MAE Seminar: Coordination of Large Collections of Dynamical Systems with Constraint Satisfaction Guarantees

TBA
Necmiye Ozay, Ph.D.

Associate Professor of Electrical Engineering and Computer Science
University of Michigan

Zoom Link: https://uci.zoom.us/j/98588387896?pwd=TVhKQTVycEFkNHNIV0M2Mk1JYWJQdz09

Abstract: Can we control a swarm of systems and give guarantees on their collective behavior? In this talk, I will discuss an instance of this problem: given a large, almost homogeneous collection of dynamical systems and a novel class of safety constraints, called counting constraints, how to synthesize a controller that guarantees the satisfaction of these constraints. Counting constraints imposes restrictions on the number of systems that are in a particular mode or in a given region of the state-space over time. I will present an approach for synthesizing correct-by-construction controllers to enforce such constraints. Our approach exploits the structure of the problem, the permutation invariance of dynamics due to homogeneity and the permutation invariance of counting constraints, to achieve massive scalability. I will discuss several potential applications of this approach and illustrate it on the problem of coordinating a large collection of thermostatically controlled loads while ensuring a bound on the number of loads that are extracting power from the electricity grid at any given time.

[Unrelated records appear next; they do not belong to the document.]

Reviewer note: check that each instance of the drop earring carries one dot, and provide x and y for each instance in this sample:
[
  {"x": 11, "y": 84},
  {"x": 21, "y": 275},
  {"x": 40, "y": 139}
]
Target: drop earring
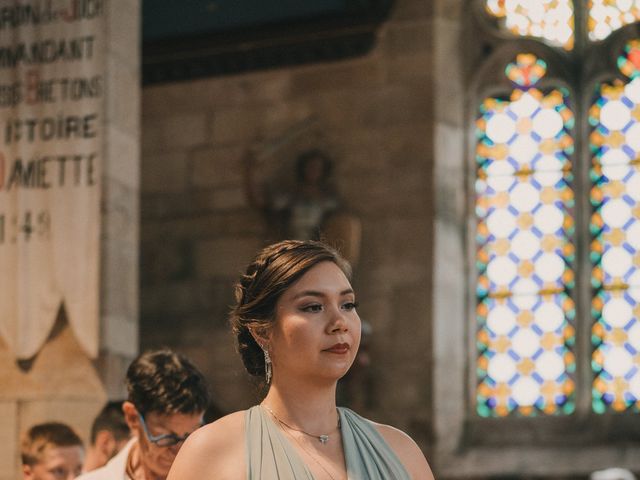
[{"x": 267, "y": 366}]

Bio: Necmiye Ozay received her B.S. from Bogazici University, Istanbul, in 2004, her M.S. from the Pennsylvania State University in 2006 and her Ph.D. from Northeastern University in 2010, all in electrical engineering. She was a postdoctoral scholar at California Institute of Technology between 2010 and 2013. She joined the University of Michigan in 2013, where she is currently an associate professor of electrical engineering and computer science. Ozay’s research interests include hybrid dynamical systems, control, optimization and formal methods with applications in cyber-physical systems, system identification, verification and validation, autonomy, and dynamic data analysis. Her papers received several awards including a Nonlinear Analysis: Hybrid Systems Prize Paper Award for years 2014-2016. She has received the 1938E Award and a Henry Russel Award from the University of Michigan.